3. Jika terdapat pemikiran untuk menyatukan sikap kaum Muslim
dalam rangka mencapai kemaslahatan bagi kaum Muslim. Dalam
kondisi semacam ini boleh bagi seorang mujtahid meninggalkan
pendapatnya, dan mengambil hukum yang dapat menyatukan sikap
kaum Muslim. Seperti yang terjadi di masa pembai’atan Utsman ra.
4. Jika Khalifah telah memilih dan menetapkan salah satu hukum
syara’ yang berbeda dengan hukum hasil ijtihad seorang mujtahid.
Dalam kondisi semacam ini wajib atasnya tidak menjalankan hasil
ijtihadnya. Ia harus mengamalkan hukum yang telah dipilih dan
ditetapkan Khalifah. Para sahabat telah ijma’ bahwa
‘perintah/keputusan Imam (Khalifah) menghilangkan perselisihan’.

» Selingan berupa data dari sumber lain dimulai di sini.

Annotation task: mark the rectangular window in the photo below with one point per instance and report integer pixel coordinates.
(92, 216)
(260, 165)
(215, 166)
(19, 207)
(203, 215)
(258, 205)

Perintah Imam harus dijalankan atas seluruh kaum Muslim.
Taqlid
Jika seseorang tidak memiliki kemampuan berijtihad, maka dibolehkan
baginya bertaklid (mengikuti pendapat status hukum perbuatan)
kepada para mujtahid. Karena para sahabat telah sepakat tentang
bolehnya seorang mujtahid bertaklid kepada mujtahid lainnya.
Orang yang tidak memiliki kemampuan berijtihad dinamakan muqallid.
Muqallid itu terbagi dua, yaitu
1. muqallid muttabi’
2. dan muqallid ‘ammi.
Muqallid Muttabi
Muqallid muttabi’ adalah orang yang memiliki sebagian ilmu yang
diperlukan dalam berijtihad, dan ia bertaklid kepada seorang mujtahid
setelah ia mengetahui dalilnya. Pada saat itu hukum Allah atas muttabi’
tersebut adalah pendapat mujtahid yang diikutinya.